I don't want my dogs to be friendly towards just anyone, something I think many people misunderstand. I'm pretty aloof with people to (part of being an introvert). So it makes some sense that I would be attracted to that within a breed of dog.
ETA: I don't disagree that there ARE people who get those breeds for exactly why you mentioned, but I also think that many people misunderstand the difference between the "status" and the standard.
|12-06-2013 01:16 PM|
Wetdog - I suppose that is true. It would make sense.
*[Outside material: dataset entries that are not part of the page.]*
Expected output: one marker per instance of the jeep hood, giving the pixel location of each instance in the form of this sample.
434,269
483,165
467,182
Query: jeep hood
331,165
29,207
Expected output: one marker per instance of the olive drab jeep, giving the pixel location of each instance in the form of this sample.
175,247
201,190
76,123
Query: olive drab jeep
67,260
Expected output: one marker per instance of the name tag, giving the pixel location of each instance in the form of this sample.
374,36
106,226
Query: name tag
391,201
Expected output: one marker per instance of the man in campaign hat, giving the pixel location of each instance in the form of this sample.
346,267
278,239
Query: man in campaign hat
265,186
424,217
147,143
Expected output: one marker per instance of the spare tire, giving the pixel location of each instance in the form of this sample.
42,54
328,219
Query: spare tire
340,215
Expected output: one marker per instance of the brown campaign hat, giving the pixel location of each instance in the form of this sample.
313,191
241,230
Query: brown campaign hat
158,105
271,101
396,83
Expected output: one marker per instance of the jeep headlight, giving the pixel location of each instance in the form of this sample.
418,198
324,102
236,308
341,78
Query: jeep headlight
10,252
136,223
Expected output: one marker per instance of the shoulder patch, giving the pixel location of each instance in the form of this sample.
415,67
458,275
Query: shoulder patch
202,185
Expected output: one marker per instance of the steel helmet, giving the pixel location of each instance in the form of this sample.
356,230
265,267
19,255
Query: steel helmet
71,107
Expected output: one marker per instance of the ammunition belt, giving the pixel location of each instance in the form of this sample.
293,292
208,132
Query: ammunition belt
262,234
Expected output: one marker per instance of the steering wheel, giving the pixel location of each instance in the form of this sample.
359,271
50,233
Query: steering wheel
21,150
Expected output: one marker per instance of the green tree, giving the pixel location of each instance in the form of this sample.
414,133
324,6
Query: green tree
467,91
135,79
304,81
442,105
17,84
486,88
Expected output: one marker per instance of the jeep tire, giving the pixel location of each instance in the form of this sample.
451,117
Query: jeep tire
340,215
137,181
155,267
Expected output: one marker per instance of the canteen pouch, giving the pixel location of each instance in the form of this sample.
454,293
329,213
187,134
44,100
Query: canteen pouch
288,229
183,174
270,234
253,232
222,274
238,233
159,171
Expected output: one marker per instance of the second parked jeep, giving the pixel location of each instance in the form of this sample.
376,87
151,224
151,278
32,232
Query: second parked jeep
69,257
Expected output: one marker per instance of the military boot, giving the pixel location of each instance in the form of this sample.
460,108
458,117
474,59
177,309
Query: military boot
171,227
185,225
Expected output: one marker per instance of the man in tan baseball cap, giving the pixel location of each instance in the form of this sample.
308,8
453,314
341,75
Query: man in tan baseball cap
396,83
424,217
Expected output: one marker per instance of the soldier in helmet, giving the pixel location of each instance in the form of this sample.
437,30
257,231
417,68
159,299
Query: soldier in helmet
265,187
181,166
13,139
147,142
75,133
I have four dogs - My GSD doesn't want to be your friend. My Golden is a basket case so he never gets to leave our property. My Dachshund only wants to be on a lap - doesn't matter to her who it belongs to, she wants to be there. My Lacy thinks he's a politician and wants to meet everyone - in fact, the club I belong to uses us to work our breed booth at dog events to represent the breed.
I guess...if I'm sober - I'm more like my GSD and Golden. If I've had an adult beverage (or two) I'm like my other dogs!!!
|12-06-2013 12:01 PM|
Anybody notice anything here?
By and large, GSD owners(along with Dobermans, Rotts, PBs and similar breeds as well) selected their breed because of an implied or public perception of being somewhat dangerous. And often go out of their way to foster such an impression. And are very frequently the reason for dogs that behave this way----they are trained to. Watch how the owners react/do/say and this is often clearly evident----and often it is the owners themselves who aren't connecting the dots. Never mind what people say----it is far more important how they react, and that often means saying one thing---but reacting in an entirely different manner.
Very effective training. Unintentional, but effective. The dogs pick up on it in a second.
|12-05-2013 02:13 PM|
|12-05-2013 02:11 PM|
As bad as I am sure some people are going to take it, I have to admit that people who are outwardly afraid of my dog make me want to avoid them even more than in general. I don't like dealing with people as it is unless I have to. When I do it's draining. Dealing with people who have issues they can't take care of (most kids excluded as I said previously) is even more so draining and awful for me. I am not their therapist.
If taking care of myself before a stranger is a priority some people can't understand....well, that's also not my problem. I sure don't feel the need to chastise people who don't act the way I think they should. Priorities I suppose.
|12-05-2013 12:07 PM|
SO TRUE!!! The animals in my family are for my enjoyment. Not the whole freaking neighborhood or city.